Il Garante nazionale dei diritti delle persone private della libertà personale (Gnpl) segue “con attenzione” l’evolversi delle vicende giudiziarie riguardanti il carcere di Santa Maria Capua Vetere. “La diretta documentazione di comportamenti incompatibili con il fondamento democratico del nostro Paese e il rischio del diffondersi nel sentire comune di una concezione della pena detentiva in cui possano avere legittimità tali comportamenti rendono necessari interventi rapidi”. Innanzitutto, “l’assoluta intransigenza verso messaggi, anche indiretti, di sottovalutazione degli episodi, con il rischio di veicolare altrimenti una sensazione di impunità”. Al contrario, “la necessità di interventi che, al di là del piano penale, siano inequivocabili anche sul piano disciplinare”. Necessaria anche “la ridefinizione di una catena di trasmissione delle informazioni agli organi superiori tale da evitare in futuro che esponenti del Governo rispondano al Parlamento qualificando quale doverosa operazione di ripristino della legalità un’azione che la documentazione disponibile mostra chiaramente al di fuori di quanto il nostro ordinamento costituzionale possa accettare”.
Occorre poi ricostruire “un percorso condiviso dell’esecuzione penale e delle sue attuali criticità che valorizzi le professionalità esistenti e che rassicuri anche la comunità esterna, oggi frastornata e rischiosamente propensa a generalizzazioni ingiuste”.
Infine, occorre “un radicale intervento sui percorsi formativi, inziali e nel corso della carriera, che sappia estirpare quella cultura del branco che emerge troppo spesso e che si ritrova anche negli atti del provvedimento della Procura di Santa Maria Capua Vetere”. Su quest’ultimo tema il Garante nazionale ha da tempo condiviso “la necessità di intervenire sulla formazione in incontri con i vertici di tutte le Forze di Polizia”.
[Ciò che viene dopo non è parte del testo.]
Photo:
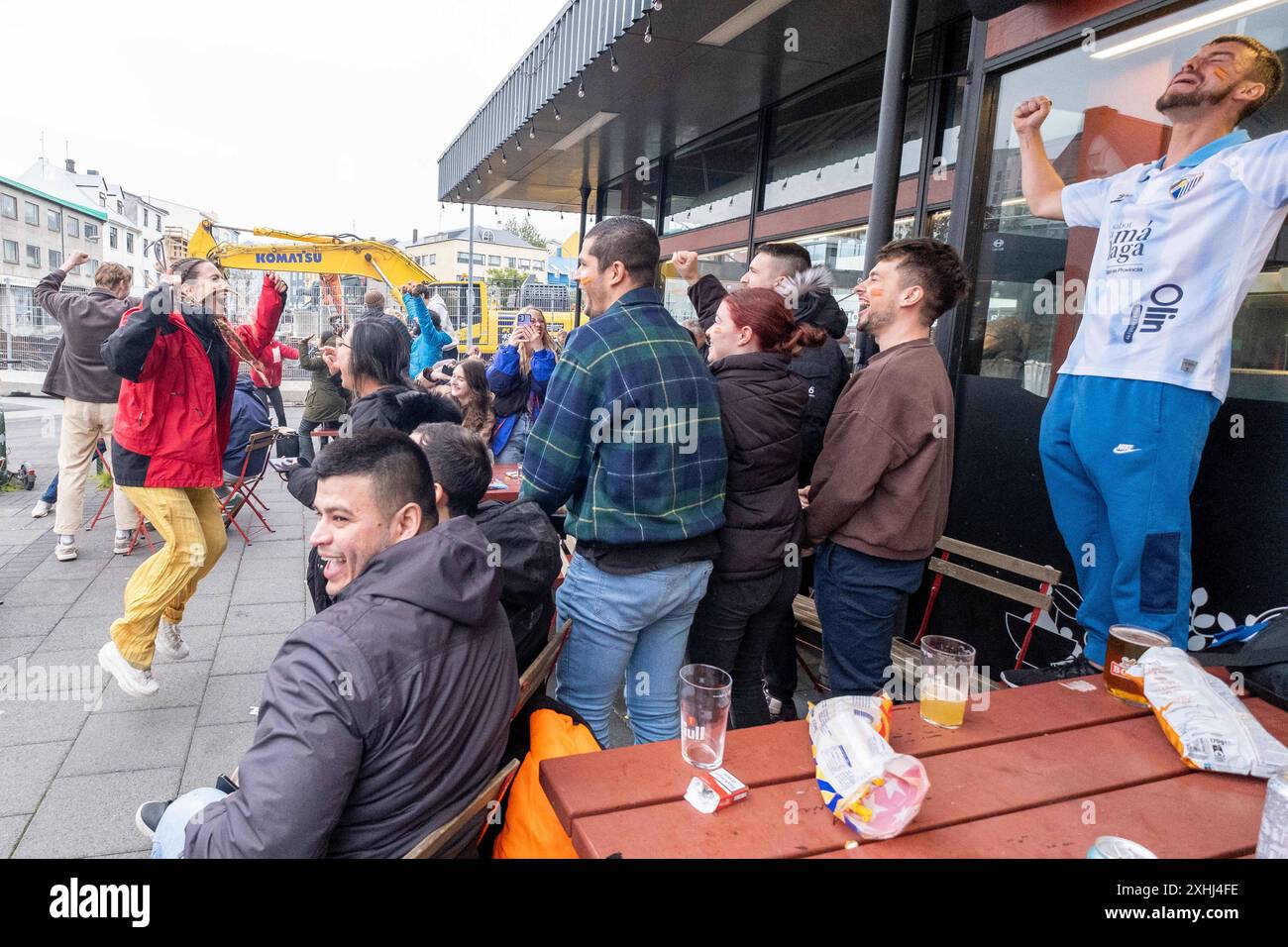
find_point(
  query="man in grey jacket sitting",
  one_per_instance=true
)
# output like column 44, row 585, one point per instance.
column 381, row 716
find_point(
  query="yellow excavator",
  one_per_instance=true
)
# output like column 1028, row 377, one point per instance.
column 346, row 256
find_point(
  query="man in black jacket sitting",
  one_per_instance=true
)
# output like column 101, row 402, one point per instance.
column 385, row 714
column 520, row 539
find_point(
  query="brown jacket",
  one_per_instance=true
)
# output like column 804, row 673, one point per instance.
column 883, row 480
column 76, row 369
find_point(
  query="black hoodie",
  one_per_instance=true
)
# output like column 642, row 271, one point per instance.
column 378, row 718
column 823, row 368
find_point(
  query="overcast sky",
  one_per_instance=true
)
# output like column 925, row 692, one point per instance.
column 305, row 116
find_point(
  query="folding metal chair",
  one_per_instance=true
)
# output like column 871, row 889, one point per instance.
column 141, row 530
column 248, row 479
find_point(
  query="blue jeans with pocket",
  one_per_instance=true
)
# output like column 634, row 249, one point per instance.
column 632, row 631
column 1121, row 458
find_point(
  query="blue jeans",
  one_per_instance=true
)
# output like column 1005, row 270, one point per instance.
column 861, row 599
column 630, row 629
column 1120, row 458
column 168, row 836
column 516, row 442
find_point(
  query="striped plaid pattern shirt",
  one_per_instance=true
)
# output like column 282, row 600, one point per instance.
column 630, row 436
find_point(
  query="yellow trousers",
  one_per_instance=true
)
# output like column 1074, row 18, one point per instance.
column 193, row 531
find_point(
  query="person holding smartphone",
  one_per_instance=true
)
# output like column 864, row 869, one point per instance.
column 518, row 377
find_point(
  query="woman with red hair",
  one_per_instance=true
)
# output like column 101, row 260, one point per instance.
column 758, row 573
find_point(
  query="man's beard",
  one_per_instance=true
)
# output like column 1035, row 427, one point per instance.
column 1194, row 98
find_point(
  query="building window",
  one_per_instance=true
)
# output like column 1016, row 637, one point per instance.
column 1029, row 282
column 635, row 193
column 711, row 180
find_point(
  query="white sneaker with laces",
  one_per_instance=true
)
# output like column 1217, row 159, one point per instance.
column 170, row 643
column 129, row 678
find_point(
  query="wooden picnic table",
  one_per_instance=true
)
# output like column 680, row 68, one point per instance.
column 1041, row 774
column 501, row 474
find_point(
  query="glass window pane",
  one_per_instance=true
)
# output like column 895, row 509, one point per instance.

Il Garante nazionale ritiene che quanto avvenuto nell’Istituto di Santa Maria Capua Vetere, al di là degli esiti degli accertamenti dell’Autorità giudiziaria, così come evidenziato dalla documentazione agli atti, “rischi di generare più vittime: coloro che hanno visto calpestata la propria dignità e la propria integrità fisica e psichica; il Corpo di Polizia penitenziaria che certamente non merita di essere identificato nella sua totalità con tali comportamenti; il Paese stesso che vede anche aggredita la propria immagine democratica in ambito internazionale attraverso comportamenti di taluni che sono chiaramente dimentichi della funzione istituzionale loro affidata”.